During the early to mid-20th century, steak and eggs was considered by many to be Australia’s national dish. In 1926, an unknown bard composed a poem celebrating the combination. It was published in the Perth Truth. Rump steak and eggs wasn’t a new dish. It was mentioned as a breakfast dish in Australian, English and American newspapers in the mid-19th century. However, by the time of World War II, it was strongly identified with Australia.
From early colonial days, Australians were big meat-eaters. Potential settlers were attracted by the promise of meat three times a day. And although the mutton chop was possibly the most famous (and infamous) of Australian meat dishes, beef steak was also widely consumed as the colonies began to prosper. It seems steak and eggs was a popular breakfast dish in the 19th century, in both the cities and rural areas. In one 1880 account of a “brumby chase,” it featured as a hearty breakfast beforehand.
By the 1920s it appears that steak and eggs was a staple at cafés and restaurants throughout Australia. By this time it was no longer confined to the breakfast table. The 1926 poem suggests it’s the only dish fit for a man-sized appetite, declaring:
All the delicacies of the planet have the wealth unto them guaranteed
But a dinner is only a dinner, and what a man needs is a feed.

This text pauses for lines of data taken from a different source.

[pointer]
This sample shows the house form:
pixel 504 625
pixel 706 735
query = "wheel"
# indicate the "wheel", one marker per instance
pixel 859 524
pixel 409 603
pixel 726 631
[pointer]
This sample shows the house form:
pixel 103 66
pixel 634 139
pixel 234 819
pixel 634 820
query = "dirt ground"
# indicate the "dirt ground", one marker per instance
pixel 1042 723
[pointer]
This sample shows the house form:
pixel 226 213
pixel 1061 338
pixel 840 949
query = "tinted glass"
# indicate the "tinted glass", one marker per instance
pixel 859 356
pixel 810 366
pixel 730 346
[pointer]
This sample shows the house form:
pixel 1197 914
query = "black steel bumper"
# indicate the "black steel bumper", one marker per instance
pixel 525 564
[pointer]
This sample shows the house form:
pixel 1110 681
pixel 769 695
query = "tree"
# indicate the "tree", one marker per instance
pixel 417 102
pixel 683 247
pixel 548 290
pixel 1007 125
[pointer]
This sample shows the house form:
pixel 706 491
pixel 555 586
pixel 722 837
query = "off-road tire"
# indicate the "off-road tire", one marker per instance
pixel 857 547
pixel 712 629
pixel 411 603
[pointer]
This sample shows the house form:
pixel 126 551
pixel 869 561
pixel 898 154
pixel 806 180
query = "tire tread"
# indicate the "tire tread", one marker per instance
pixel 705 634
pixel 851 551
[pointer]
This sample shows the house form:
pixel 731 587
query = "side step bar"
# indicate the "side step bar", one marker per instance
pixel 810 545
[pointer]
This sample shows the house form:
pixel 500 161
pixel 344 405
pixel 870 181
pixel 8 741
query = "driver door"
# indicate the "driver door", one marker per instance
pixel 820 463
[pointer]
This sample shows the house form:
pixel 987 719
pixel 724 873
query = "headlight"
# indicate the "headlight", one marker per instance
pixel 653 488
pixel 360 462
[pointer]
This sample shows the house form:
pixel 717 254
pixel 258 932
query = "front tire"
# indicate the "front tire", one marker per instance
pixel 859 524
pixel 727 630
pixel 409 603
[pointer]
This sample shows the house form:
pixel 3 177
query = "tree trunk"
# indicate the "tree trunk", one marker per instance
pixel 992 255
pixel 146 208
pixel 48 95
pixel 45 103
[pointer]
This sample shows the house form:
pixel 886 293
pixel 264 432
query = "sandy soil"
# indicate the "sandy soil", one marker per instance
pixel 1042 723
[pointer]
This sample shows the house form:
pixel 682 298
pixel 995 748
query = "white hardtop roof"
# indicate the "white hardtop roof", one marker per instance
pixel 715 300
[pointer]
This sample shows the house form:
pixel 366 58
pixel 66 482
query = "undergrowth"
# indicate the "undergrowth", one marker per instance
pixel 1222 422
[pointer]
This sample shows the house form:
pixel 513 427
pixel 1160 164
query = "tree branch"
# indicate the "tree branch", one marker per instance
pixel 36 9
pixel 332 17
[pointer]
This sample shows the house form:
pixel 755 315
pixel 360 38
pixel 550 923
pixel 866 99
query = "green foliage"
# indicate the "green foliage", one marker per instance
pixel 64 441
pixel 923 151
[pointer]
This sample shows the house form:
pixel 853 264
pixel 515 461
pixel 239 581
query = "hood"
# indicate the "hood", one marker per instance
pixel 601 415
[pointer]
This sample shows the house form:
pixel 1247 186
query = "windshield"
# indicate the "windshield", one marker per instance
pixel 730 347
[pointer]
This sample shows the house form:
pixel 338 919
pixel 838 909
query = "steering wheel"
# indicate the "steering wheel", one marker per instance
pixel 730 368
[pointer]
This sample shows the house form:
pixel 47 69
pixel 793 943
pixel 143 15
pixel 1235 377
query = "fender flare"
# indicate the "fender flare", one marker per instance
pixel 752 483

The poet goes on to describe the “succulent cut of bovine”, eggs “softly but steadily whole”, the lot garnished with “steaming torpedoes of Murphy-delectable fruit”. The rhyme concludes:
Say, when I am dead and the daisies pluck nourishment out of my bones,
Just dish up the menu aforesaid somewhere in the cemet’ry zones,
And if I don’t rise up and eat it, well, then, I’ll be jiggered indeed,
For a Heaven is only a Heaven, but hot steak and eggs are a feed!
In the 1940s, the fighting forces agreed. According to Wikipedia, the United States Marine Corps copied the tradition of steak and eggs as a pre-landing breakfast from the Australian troops during WWII. During that conflict, a legendary aircraft was created out of the abandoned fuselage of a downed plane. Christened the “Steak and Eggs”, for more than a year it made unofficial supply runs between Australia and Port Moresby bringing fresh food to the troops.
Perhaps the military were enjoying the hearty dish more than Aussies at home. Although eggs weren’t actually rationed in Australia during WWII, they were often in short supply and were allocated to groups most in need. Cafés were forced to remove steak and eggs from their menus. Meat was rationed and Australians were urged to eat mutton rather than beef, ensuring adequate beef supplies for the armed forces.
In the post-war years, the “national dish” continued to be a feature of Australian dining, particularly at Greek cafés. Chinese restaurants often had an alternative “Australian” menu, offering various grills. The combination wasn’t necessarily a hit with post-war immigrants but was evidently desirable enough for some visiting athletes during the Melbourne Olympic games to request what the Australians were eating rather than their own national cuisine. A 1948 menu from Mack’s Snacks in Warrnambool, Victoria, offers steak with varying accompaniments (eggs, onions, tomatoes). Bacon and sausages also feature strongly.
Today, you wouldn’t find many who’d nominate steak and eggs as our national dish. The typical café brunch menu runs more to avocado and goats’ cheese on sourdough and our dining options reflect a more sophisticated approach to eating out. But perhaps there are still outposts catering to the simple tastes of yore. Or you can always cook this classic dish at home, perhaps following the directions of this housewife from 1951.